Invited Talks

Titles and Abstracts

Mark van Hoeij
Florida State University, USA

Closed Form Solutions for Linear Differential and Difference Equations

Abstract:

Finding closed form solutions of differential equations has a long history in computer algebra. For example, the Risch algorithm (1969) decides if the equation y' = f can be solved in terms of elementary functions. These are functions that can be written in terms of exp and log, where "in terms of" allows for field operations, composition, and algebraic extensions. More generally, functions are in closed form if they are written in terms of commonly used functions. This includes not only exp and log, but other common functions as well, such as Bessel functions or the Gauss hypergeometric function. Given a differential equation L, to find solutions written in terms of such functions, one seeks a sequence of transformations that sends the Bessel equation, or the Gauss hypergeometric equation, to L.

Although random equations are unlikely to have closed form solutions, they are remarkably common in applications. For example, if y = \sum_{n=0}^{\infty} a_n x^n has a positive radius of convergence, integer coefficients a_n, and satisfies a second order homogeneous linear differential equation L with polynomial coefficients, then L is conjectured to be solvable in closed form. Such equations are common, not only in combinatorics, but in physics as well. The talk will describe recent progress in finding closed form solutions of differential and difference equations, as well as open questions.

Gabriele Nebe
RWTH Aachen, Germany

Computing with arithmetic groups

Abstract:

The classification of all finite simple groups is certainly the most important achievement in finite group theory of the last century. The knowledge of all building blocks of finite groups has let to the development of very powerful algorithms to constructively recognize finite matrix groups.

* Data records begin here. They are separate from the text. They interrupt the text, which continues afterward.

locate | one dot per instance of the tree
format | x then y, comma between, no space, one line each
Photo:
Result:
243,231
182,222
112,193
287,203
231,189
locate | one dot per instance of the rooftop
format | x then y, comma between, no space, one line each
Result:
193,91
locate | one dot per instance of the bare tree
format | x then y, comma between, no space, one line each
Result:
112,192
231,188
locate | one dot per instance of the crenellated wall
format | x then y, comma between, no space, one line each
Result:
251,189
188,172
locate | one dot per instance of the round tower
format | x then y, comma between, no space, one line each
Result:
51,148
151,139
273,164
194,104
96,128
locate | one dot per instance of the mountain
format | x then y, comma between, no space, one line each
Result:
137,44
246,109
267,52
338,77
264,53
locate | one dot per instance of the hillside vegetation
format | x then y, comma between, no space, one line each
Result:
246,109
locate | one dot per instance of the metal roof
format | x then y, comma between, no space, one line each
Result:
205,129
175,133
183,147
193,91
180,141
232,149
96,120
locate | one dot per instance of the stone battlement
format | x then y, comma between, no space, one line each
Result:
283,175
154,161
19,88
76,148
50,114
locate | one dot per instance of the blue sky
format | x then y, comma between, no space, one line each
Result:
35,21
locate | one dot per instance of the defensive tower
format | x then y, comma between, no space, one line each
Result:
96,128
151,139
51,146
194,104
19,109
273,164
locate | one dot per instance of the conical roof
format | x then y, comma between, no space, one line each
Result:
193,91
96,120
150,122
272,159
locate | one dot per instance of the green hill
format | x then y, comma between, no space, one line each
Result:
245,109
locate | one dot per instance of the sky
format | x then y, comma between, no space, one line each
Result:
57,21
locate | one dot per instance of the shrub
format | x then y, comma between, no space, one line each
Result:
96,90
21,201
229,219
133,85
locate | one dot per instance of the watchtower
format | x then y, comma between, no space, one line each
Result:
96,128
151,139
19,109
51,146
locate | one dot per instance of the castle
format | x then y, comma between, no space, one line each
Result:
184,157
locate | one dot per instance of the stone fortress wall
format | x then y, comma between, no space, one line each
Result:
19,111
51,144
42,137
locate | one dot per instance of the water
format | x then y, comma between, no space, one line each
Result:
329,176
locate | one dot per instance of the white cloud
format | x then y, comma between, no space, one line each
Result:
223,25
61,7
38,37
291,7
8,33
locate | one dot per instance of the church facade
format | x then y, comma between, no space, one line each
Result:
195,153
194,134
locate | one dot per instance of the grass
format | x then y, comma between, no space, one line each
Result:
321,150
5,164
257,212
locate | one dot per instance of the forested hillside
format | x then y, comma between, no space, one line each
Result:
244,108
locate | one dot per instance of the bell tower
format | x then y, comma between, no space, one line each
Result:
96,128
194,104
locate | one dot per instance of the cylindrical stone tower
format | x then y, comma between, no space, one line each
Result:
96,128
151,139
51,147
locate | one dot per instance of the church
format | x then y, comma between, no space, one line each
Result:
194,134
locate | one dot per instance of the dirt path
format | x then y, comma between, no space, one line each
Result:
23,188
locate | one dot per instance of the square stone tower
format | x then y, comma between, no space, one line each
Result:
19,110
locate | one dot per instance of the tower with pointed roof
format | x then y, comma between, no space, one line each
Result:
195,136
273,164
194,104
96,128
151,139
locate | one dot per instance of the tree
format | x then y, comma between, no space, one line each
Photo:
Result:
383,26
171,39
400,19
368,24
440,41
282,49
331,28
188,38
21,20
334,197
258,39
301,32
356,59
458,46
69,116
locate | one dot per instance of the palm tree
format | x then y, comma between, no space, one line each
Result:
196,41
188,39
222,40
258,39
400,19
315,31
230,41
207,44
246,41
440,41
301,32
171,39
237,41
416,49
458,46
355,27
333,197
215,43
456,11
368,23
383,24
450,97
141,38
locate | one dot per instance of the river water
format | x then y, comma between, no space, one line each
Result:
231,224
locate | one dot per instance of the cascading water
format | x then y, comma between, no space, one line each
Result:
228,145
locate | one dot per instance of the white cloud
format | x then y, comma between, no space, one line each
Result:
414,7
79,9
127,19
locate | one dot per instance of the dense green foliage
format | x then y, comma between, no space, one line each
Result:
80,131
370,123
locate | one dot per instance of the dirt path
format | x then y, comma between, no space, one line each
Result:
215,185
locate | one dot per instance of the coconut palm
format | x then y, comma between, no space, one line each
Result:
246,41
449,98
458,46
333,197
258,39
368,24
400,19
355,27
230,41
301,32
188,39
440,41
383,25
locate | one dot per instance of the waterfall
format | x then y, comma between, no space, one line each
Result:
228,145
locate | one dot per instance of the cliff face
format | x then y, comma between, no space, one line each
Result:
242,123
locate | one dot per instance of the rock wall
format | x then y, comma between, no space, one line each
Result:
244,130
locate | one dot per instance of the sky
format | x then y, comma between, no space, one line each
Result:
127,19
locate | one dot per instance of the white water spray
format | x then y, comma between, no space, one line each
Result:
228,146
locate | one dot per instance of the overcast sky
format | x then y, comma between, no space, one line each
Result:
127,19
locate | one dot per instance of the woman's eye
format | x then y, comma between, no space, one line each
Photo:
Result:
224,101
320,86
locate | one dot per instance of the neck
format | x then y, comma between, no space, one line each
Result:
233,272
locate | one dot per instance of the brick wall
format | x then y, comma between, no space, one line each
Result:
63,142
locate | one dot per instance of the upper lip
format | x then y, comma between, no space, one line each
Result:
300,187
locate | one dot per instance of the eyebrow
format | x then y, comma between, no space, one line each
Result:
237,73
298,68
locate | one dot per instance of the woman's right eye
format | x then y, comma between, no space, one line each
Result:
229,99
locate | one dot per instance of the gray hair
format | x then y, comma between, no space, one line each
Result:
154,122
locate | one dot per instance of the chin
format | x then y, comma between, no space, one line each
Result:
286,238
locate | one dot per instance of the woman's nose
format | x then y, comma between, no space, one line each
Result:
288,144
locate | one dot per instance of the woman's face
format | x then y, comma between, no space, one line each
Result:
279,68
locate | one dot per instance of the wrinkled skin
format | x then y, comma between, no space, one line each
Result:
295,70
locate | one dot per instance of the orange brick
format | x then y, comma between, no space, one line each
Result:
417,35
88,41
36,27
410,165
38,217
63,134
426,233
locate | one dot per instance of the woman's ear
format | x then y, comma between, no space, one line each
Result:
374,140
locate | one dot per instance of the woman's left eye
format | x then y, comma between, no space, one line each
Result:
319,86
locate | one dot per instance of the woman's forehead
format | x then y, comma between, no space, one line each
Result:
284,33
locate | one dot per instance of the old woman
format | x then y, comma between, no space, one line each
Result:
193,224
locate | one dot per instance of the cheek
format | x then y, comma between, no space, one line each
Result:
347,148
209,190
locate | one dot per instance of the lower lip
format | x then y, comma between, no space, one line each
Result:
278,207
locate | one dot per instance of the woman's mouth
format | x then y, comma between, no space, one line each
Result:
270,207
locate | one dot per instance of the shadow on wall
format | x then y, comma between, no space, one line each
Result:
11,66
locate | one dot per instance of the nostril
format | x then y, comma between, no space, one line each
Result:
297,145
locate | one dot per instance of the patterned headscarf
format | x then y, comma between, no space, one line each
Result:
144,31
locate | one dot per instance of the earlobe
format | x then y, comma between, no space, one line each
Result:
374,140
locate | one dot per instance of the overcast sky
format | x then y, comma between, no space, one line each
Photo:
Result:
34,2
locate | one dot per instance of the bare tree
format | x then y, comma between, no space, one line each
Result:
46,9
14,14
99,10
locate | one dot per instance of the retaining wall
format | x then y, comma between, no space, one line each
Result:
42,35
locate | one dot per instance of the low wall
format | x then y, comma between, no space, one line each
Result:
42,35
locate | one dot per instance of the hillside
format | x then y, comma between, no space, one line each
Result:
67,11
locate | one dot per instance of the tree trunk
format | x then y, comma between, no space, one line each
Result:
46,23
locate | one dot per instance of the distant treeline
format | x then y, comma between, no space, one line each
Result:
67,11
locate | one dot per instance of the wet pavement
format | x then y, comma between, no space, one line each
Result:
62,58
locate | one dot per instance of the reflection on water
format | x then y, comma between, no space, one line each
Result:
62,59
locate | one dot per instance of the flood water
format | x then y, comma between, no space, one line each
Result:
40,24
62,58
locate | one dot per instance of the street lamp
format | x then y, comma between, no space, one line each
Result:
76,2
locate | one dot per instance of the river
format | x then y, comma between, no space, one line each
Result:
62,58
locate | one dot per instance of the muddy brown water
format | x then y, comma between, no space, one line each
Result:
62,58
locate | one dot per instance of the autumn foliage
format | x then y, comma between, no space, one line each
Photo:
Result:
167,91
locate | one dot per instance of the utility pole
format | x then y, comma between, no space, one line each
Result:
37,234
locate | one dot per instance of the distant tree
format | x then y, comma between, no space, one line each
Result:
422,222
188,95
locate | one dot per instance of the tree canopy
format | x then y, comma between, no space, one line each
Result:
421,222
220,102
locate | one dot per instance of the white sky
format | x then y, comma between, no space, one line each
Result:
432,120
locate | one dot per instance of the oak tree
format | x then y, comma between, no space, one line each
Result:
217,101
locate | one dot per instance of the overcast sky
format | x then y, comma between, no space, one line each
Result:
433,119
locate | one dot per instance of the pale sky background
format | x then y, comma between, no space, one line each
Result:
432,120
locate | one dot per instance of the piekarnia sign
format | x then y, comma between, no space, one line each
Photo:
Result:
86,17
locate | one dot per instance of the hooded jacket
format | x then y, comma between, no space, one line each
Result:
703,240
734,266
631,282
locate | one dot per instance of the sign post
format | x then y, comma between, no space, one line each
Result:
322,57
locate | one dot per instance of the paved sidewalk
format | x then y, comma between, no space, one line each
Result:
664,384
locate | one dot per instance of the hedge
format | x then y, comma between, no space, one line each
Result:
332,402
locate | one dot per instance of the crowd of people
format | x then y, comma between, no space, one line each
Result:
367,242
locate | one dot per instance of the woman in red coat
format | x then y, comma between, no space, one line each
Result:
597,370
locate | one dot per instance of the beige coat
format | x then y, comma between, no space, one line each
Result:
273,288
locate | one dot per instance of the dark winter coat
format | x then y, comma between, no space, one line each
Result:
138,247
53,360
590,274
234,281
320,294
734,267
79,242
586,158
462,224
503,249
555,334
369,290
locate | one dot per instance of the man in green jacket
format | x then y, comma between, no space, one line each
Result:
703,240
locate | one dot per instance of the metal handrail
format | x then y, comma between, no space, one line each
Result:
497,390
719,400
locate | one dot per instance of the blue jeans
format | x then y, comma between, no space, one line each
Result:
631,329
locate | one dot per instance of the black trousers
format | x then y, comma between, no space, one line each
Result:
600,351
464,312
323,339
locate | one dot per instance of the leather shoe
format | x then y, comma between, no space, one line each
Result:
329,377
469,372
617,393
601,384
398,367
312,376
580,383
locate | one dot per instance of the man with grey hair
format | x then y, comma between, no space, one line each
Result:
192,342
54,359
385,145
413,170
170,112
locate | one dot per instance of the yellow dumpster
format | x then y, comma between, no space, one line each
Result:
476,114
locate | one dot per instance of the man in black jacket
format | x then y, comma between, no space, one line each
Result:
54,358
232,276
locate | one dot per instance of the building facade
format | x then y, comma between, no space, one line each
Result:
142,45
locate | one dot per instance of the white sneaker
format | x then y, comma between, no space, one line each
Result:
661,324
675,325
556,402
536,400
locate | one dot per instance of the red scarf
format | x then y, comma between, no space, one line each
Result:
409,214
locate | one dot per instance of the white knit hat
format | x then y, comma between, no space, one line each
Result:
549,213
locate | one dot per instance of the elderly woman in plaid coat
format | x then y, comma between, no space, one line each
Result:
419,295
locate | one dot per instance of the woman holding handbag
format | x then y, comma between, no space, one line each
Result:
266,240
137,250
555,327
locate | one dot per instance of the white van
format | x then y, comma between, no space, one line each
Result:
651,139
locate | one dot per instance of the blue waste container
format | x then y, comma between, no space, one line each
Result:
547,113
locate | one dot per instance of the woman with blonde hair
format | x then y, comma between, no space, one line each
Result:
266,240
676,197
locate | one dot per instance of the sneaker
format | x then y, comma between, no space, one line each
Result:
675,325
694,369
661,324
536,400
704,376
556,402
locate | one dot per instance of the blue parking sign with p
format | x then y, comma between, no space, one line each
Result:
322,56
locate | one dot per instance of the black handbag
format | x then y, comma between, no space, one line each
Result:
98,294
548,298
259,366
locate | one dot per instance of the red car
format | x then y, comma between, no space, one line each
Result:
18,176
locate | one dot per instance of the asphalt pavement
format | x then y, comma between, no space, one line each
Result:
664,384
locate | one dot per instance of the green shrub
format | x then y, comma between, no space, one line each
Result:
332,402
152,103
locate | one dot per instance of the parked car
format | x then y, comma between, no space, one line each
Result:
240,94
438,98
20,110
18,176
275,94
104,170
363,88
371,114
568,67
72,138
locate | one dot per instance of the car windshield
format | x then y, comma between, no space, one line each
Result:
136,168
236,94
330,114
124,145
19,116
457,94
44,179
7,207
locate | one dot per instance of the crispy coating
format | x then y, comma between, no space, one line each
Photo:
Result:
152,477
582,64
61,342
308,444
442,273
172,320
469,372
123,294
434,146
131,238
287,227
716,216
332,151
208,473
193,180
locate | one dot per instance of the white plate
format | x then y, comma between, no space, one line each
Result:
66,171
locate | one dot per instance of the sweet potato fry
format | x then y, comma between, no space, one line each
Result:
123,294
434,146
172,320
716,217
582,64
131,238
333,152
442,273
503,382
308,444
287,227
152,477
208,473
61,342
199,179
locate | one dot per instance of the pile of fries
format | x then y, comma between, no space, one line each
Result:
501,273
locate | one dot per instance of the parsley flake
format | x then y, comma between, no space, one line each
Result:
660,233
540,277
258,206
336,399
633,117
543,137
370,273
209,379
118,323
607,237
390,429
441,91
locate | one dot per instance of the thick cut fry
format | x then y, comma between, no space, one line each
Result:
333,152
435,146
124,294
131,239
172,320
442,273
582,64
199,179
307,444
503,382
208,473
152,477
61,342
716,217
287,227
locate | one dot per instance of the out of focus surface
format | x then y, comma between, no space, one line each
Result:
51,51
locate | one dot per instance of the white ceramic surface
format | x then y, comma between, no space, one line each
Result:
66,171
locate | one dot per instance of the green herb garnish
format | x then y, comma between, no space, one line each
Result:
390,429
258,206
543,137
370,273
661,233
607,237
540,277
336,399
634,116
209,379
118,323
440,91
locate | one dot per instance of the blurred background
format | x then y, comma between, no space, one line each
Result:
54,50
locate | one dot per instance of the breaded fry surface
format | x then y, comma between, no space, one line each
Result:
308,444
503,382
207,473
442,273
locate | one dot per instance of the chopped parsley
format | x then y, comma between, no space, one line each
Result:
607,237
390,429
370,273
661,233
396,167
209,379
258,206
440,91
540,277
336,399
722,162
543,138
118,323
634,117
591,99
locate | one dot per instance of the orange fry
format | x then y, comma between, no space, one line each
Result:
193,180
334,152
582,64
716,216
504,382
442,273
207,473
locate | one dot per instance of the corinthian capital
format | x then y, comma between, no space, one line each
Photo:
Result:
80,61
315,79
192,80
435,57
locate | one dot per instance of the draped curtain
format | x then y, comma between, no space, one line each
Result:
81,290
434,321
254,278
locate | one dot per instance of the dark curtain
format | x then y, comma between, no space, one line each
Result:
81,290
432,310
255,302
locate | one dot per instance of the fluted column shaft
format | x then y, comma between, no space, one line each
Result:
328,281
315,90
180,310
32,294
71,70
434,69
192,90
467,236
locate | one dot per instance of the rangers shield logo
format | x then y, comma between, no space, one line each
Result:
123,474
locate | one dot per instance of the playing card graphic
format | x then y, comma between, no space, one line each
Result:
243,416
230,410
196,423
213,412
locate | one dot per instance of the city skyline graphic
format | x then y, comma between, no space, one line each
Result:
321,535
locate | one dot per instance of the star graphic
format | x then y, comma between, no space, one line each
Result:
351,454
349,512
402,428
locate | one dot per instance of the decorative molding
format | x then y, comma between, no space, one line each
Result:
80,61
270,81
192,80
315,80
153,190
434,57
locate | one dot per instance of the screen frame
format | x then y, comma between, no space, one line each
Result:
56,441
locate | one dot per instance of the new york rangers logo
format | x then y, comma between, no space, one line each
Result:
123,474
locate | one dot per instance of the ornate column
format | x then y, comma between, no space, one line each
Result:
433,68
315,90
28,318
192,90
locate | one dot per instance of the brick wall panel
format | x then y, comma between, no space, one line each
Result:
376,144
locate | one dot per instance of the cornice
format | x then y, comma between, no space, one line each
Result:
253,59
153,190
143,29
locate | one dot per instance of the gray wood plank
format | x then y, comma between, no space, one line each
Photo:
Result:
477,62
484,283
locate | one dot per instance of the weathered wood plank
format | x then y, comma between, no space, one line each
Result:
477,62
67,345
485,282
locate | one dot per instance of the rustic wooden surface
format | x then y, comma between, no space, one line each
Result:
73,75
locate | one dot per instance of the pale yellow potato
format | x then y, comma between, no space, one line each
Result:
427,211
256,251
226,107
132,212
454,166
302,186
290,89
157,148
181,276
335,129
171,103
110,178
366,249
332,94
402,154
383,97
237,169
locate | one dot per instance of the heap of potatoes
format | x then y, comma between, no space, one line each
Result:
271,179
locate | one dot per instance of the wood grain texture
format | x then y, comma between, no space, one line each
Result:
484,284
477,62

For infinite groups much less is known.

An important class of such groups are the $S$-arithmetic groups (such as GL_n(ZZ) or p_{2n}(ZZ[\frac{1}{2}])) also because of their connections to analytic and algebraic number theory. Fundamental finiteness properties for these groups have been proven by Borel and Serre by giving a locally finite CW complex on which the group acts faithfully. In joint work in progress with Renaud Coulangeon and Sebastian Schönnenbeck we replace the Borel-Serre space by a certain retract of a cone of positive forms to make it accessible for computations. This enables us to apply lattice theoretic algorithms to explicitely construct a finite set of matrices that generates the S-arithmetic group, as well as defining relations. Similar ideas are used in the community to study the integral homology of these groups.

James Worrell
University of Oxford, UK

Decision Problems for Linear Dynamical Systems

Abstract:

Linear dynamical systems, such as Markov chains, linear recurrence sequences, and linear differential equations, are both ubiquitous and extremely well-studied. Despite the apparent simplicity of the underlying dynamics, from the computational perspective there are many longstanding open problems. In this talk we focus in particular on problems relevant to automated verification, such as reachability, controllability, and termination. We describe recent progress in the area and survey some of the main open questions, including variants of the Skolem Problem for both discrete-time and continuous-time systems. We will also highlight relevant tools in number theory and real algebraic geometry that underly many of the positive results to date.